TOPEKA — Kansas Attorney General Derek Schmidt last week asked a federal court to find that the U.S. Department of Agriculture has properly withdrawn an Obama-era rule seeking to further regulate the organic livestock and poultry industry.

In a brief filed Friday with the U.S. District Court for the District of Columbia, Schmidt, along with a bipartisan group of attorneys general of 13 other states, asked the court to find that the Organic Livestock and Poultry Practices Rule (OLPP Rule) proposed by the Obama administration in 2016, but which never took effect, was lawfully withdrawn in March 2018. The attorneys general argue that the rule, if it had taken effect, would have unlawfully sought to regulate animal welfare, which was not authorized by Congress when it enacted the Organic Foods Production Act in 1990.
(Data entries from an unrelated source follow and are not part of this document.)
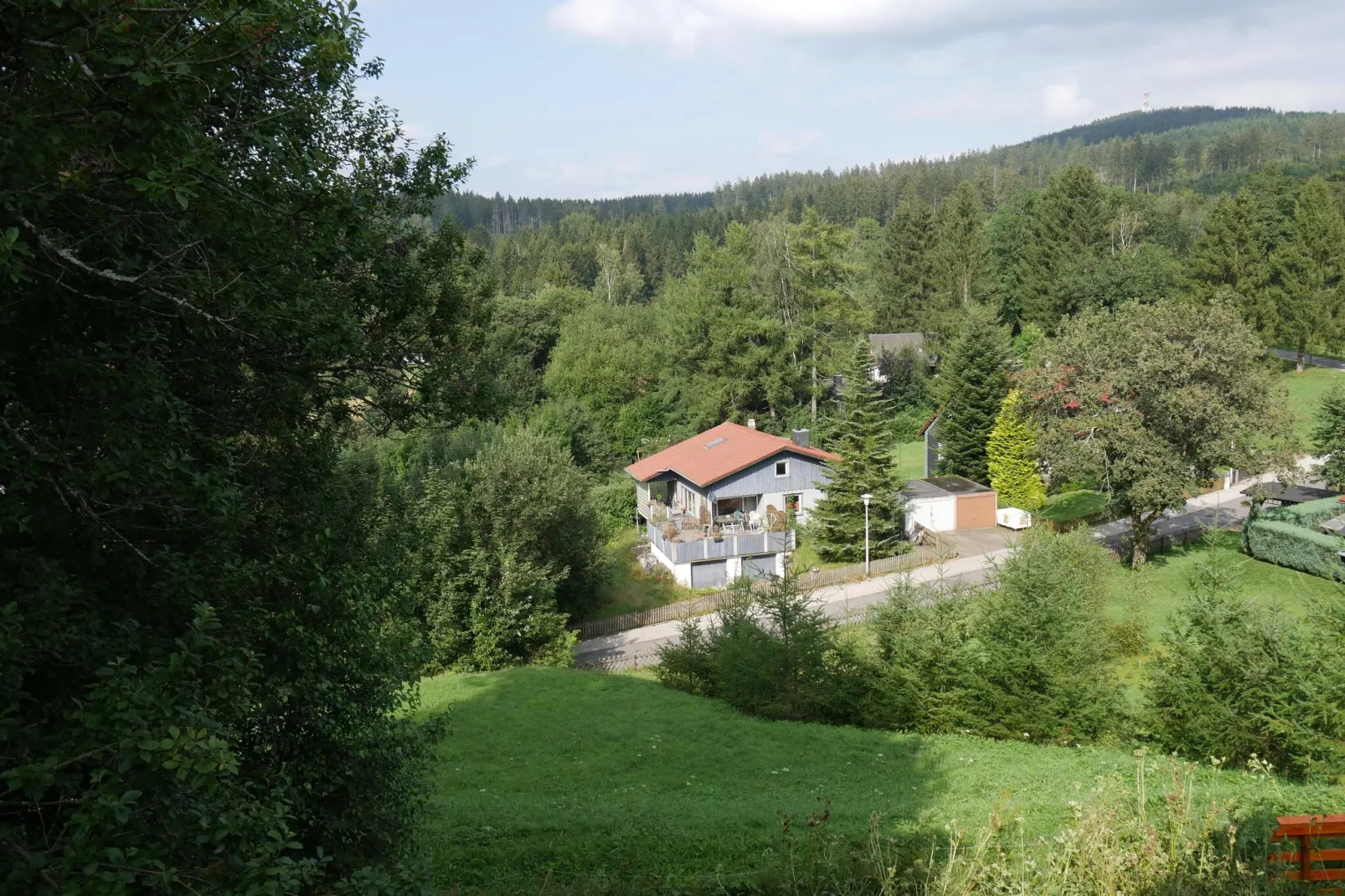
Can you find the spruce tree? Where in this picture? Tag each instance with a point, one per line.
(972, 385)
(1329, 436)
(865, 467)
(1309, 270)
(1231, 257)
(905, 276)
(1012, 458)
(1069, 226)
(962, 244)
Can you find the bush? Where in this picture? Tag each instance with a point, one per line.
(1291, 545)
(770, 653)
(1240, 681)
(1028, 657)
(1236, 680)
(1044, 645)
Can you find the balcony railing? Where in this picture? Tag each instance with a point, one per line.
(714, 548)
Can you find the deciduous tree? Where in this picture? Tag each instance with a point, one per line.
(1150, 401)
(971, 388)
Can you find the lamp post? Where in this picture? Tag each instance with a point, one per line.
(865, 498)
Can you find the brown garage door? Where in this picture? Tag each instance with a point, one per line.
(978, 510)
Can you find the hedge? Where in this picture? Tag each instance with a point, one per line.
(1311, 514)
(1286, 543)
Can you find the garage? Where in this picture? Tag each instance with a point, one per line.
(710, 574)
(759, 567)
(949, 503)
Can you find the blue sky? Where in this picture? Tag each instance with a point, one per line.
(615, 97)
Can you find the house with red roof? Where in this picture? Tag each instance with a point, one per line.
(721, 505)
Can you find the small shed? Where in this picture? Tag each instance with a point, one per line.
(949, 503)
(1281, 496)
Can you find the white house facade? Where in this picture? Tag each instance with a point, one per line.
(723, 503)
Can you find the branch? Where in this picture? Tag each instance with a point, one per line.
(122, 279)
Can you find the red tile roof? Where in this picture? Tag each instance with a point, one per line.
(719, 452)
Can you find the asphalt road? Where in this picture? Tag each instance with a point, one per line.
(1313, 361)
(641, 646)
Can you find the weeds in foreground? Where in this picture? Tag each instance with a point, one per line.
(1153, 834)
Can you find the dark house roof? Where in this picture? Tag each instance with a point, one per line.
(1290, 494)
(894, 342)
(943, 487)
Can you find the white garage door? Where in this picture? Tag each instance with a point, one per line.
(759, 567)
(712, 574)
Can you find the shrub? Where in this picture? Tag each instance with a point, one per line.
(771, 653)
(1012, 458)
(1236, 680)
(1291, 545)
(1028, 657)
(1044, 645)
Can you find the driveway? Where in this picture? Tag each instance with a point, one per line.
(641, 646)
(1313, 361)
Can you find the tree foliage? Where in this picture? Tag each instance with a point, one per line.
(1012, 458)
(1150, 401)
(211, 265)
(971, 388)
(838, 521)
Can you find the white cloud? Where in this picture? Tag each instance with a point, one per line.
(783, 144)
(692, 24)
(1065, 100)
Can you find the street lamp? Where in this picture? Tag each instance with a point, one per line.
(865, 498)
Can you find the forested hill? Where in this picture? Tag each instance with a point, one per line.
(1150, 123)
(1198, 147)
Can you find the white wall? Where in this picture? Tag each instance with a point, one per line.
(809, 499)
(935, 514)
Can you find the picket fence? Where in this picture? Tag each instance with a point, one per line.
(925, 554)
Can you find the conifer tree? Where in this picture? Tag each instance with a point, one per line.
(865, 467)
(1309, 270)
(962, 242)
(972, 385)
(905, 277)
(1069, 226)
(1229, 259)
(1012, 458)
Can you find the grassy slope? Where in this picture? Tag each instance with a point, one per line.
(584, 776)
(1165, 584)
(1305, 394)
(628, 590)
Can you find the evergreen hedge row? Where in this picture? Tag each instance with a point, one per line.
(1287, 543)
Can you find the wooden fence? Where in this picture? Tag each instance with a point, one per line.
(936, 552)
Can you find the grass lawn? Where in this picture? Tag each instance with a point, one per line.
(552, 778)
(630, 588)
(1161, 588)
(910, 461)
(1305, 396)
(1072, 505)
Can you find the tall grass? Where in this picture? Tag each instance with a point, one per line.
(1152, 834)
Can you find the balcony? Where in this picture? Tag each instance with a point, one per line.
(689, 545)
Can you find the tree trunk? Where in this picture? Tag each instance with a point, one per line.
(1138, 541)
(814, 385)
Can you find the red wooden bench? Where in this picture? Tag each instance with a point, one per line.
(1306, 831)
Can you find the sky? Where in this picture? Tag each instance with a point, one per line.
(596, 99)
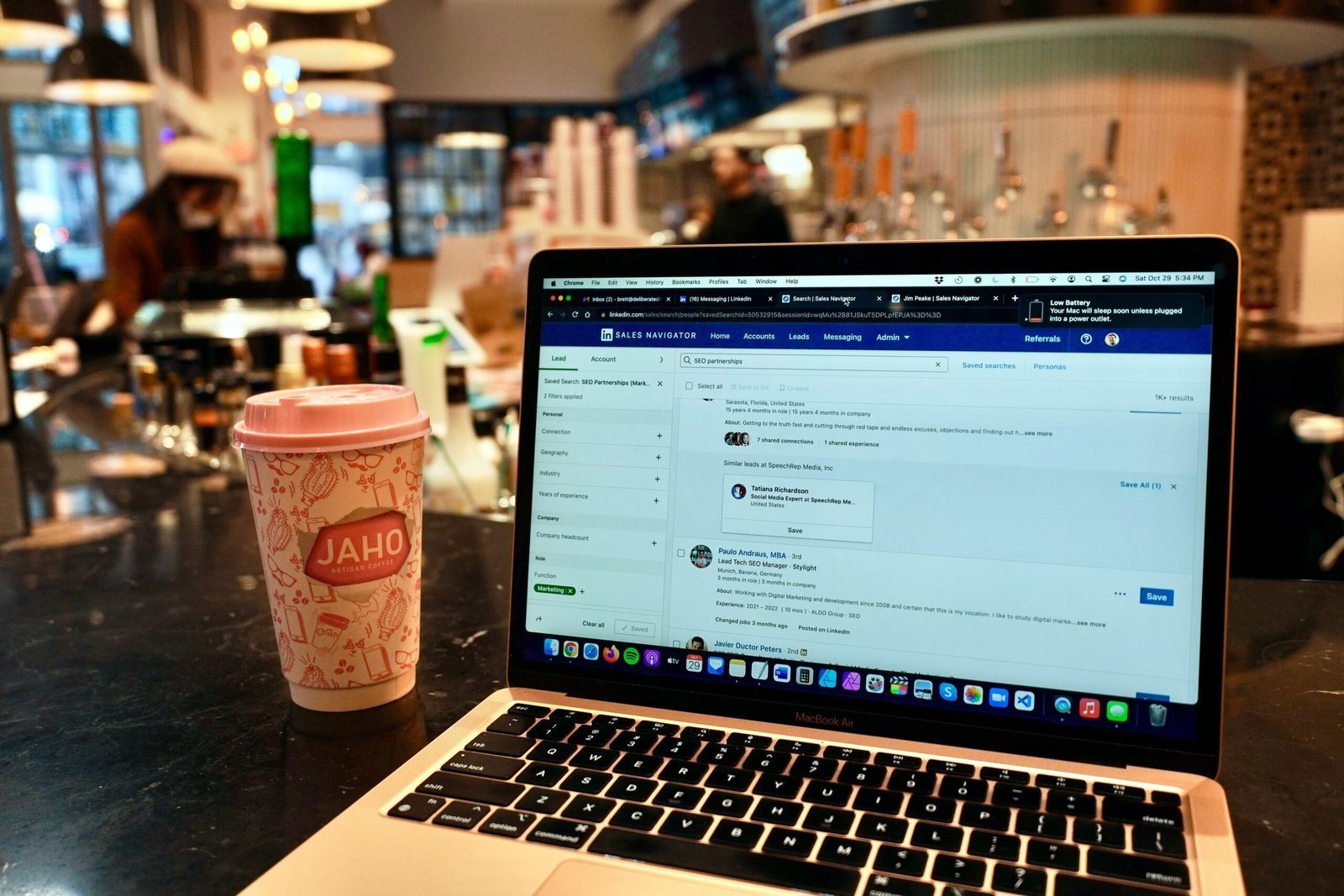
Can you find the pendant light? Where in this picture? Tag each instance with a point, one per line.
(329, 40)
(96, 70)
(33, 24)
(362, 86)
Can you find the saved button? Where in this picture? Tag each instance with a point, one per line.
(1162, 597)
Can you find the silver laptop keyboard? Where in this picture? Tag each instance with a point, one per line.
(801, 815)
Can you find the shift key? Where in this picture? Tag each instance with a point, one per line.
(484, 765)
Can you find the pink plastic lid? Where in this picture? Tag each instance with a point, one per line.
(329, 418)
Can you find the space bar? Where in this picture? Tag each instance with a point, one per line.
(727, 862)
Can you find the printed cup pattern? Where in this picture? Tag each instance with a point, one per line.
(340, 542)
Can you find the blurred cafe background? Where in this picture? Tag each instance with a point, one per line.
(207, 199)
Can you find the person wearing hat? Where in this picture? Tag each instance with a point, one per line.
(174, 228)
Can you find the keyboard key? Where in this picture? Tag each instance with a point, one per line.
(555, 832)
(900, 761)
(844, 852)
(737, 833)
(777, 812)
(983, 815)
(501, 745)
(638, 817)
(1008, 775)
(949, 768)
(417, 806)
(679, 797)
(937, 837)
(549, 730)
(766, 761)
(1156, 841)
(932, 809)
(542, 774)
(551, 752)
(683, 773)
(642, 766)
(615, 721)
(726, 804)
(1100, 833)
(678, 748)
(827, 793)
(461, 815)
(1016, 795)
(900, 860)
(1019, 880)
(1137, 813)
(506, 822)
(1035, 824)
(683, 824)
(779, 786)
(870, 799)
(542, 801)
(891, 831)
(830, 821)
(991, 846)
(727, 862)
(586, 782)
(722, 754)
(847, 754)
(573, 716)
(1062, 856)
(663, 728)
(591, 736)
(1072, 804)
(914, 782)
(1139, 868)
(1128, 792)
(633, 789)
(1059, 782)
(750, 741)
(589, 809)
(633, 741)
(790, 842)
(964, 789)
(511, 725)
(730, 779)
(484, 765)
(528, 710)
(862, 773)
(815, 768)
(481, 790)
(884, 886)
(954, 869)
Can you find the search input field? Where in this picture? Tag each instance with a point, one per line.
(866, 363)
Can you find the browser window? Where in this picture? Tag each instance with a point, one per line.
(983, 495)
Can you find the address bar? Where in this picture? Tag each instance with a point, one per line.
(867, 363)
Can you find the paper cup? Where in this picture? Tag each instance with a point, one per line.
(335, 477)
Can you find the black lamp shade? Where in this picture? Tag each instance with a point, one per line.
(98, 71)
(33, 24)
(329, 40)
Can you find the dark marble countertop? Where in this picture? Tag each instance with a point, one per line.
(148, 745)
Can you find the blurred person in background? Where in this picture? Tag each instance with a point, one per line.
(745, 214)
(174, 228)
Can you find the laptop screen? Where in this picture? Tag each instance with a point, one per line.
(965, 493)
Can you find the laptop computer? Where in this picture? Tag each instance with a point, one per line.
(873, 569)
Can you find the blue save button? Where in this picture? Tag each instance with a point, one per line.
(1162, 597)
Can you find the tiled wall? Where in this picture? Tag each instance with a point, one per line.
(1294, 160)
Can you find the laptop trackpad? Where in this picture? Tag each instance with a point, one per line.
(584, 879)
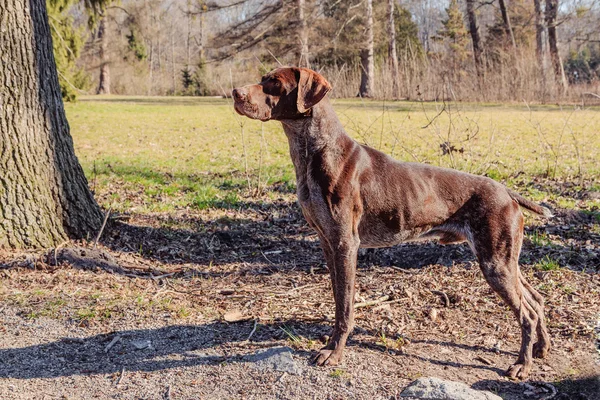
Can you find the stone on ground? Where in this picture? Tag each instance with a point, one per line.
(438, 389)
(275, 358)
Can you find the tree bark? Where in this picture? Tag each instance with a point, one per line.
(302, 49)
(392, 54)
(539, 33)
(551, 15)
(104, 80)
(507, 25)
(475, 38)
(44, 196)
(367, 79)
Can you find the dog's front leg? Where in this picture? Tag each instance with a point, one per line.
(341, 259)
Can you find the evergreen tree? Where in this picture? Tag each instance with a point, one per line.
(67, 42)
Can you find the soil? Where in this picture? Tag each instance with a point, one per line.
(178, 300)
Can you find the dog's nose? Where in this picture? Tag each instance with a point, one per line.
(239, 94)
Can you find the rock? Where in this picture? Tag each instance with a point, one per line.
(275, 358)
(141, 344)
(438, 389)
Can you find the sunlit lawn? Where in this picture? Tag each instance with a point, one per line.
(160, 154)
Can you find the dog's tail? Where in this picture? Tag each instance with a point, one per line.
(530, 205)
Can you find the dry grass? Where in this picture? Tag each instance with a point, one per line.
(199, 235)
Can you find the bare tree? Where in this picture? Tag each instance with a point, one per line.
(367, 79)
(392, 55)
(507, 25)
(44, 196)
(475, 38)
(551, 17)
(104, 80)
(302, 53)
(539, 32)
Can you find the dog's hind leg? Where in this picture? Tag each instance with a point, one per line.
(497, 245)
(542, 345)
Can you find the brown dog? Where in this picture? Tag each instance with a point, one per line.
(355, 196)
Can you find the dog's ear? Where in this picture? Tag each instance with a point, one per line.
(312, 87)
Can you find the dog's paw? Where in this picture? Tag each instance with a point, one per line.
(541, 349)
(328, 357)
(519, 371)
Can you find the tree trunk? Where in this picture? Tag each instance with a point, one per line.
(302, 52)
(392, 55)
(551, 15)
(539, 33)
(475, 38)
(367, 79)
(507, 25)
(44, 196)
(104, 81)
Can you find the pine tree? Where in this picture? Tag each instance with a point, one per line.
(67, 42)
(455, 33)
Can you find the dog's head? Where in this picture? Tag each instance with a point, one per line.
(284, 93)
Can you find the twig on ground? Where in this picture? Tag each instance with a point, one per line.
(120, 376)
(163, 276)
(444, 296)
(372, 302)
(484, 360)
(112, 343)
(553, 391)
(102, 227)
(253, 330)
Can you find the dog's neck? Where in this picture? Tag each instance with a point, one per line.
(320, 135)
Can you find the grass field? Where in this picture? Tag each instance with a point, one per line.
(197, 153)
(204, 225)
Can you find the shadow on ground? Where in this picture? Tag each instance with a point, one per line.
(216, 343)
(276, 235)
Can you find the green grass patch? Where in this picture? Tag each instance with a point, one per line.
(154, 154)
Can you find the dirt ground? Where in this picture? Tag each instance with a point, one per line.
(180, 299)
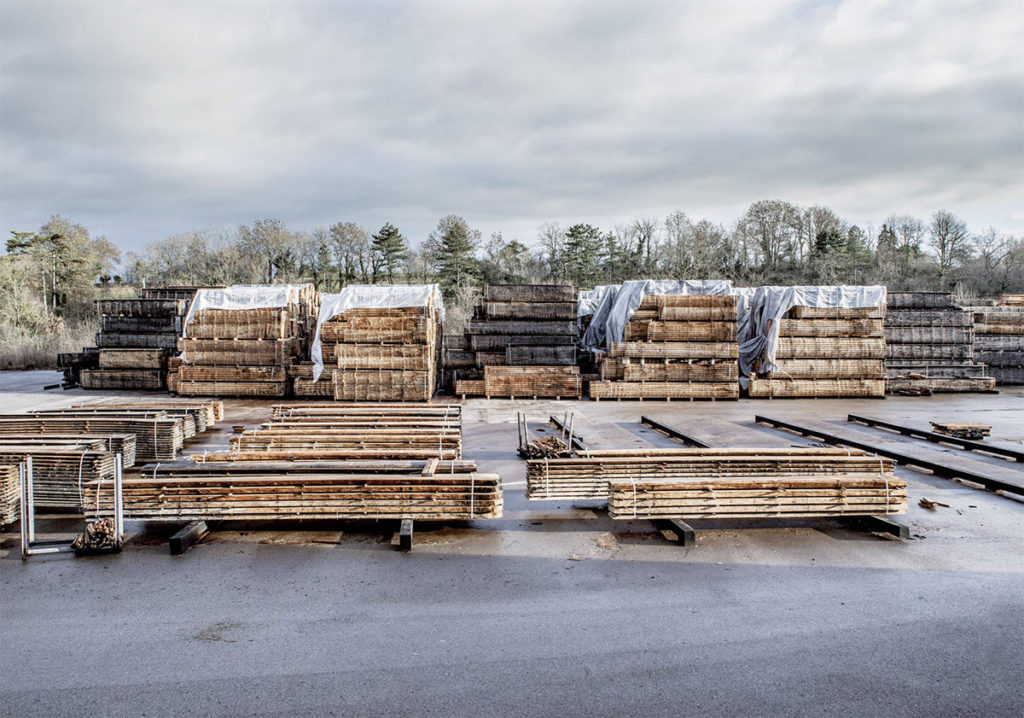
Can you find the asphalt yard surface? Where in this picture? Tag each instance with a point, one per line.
(554, 608)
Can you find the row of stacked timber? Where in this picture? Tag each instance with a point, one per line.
(77, 447)
(520, 342)
(930, 345)
(676, 346)
(826, 352)
(377, 353)
(695, 483)
(998, 338)
(245, 351)
(323, 462)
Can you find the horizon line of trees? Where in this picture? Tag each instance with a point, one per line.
(57, 270)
“Rather than implementing the organic standards found in the Act, the OLPP Rule imposed new animal-welfare standards including, for example, detailed and stringent requirements for poultry to have outdoor access to vegetative soil. It did not have authority to do so,” the attorneys general wrote in their brief.

The attorneys general also argue in their brief that if the rule had taken effect, it would have had harmful effects on both the producers and consumers of organic livestock and poultry products. The brief was filed in a lawsuit brought by the Organic Trade Association, which has asked the court to hold that the rule was improperly withdrawn and should proceed with going into effect.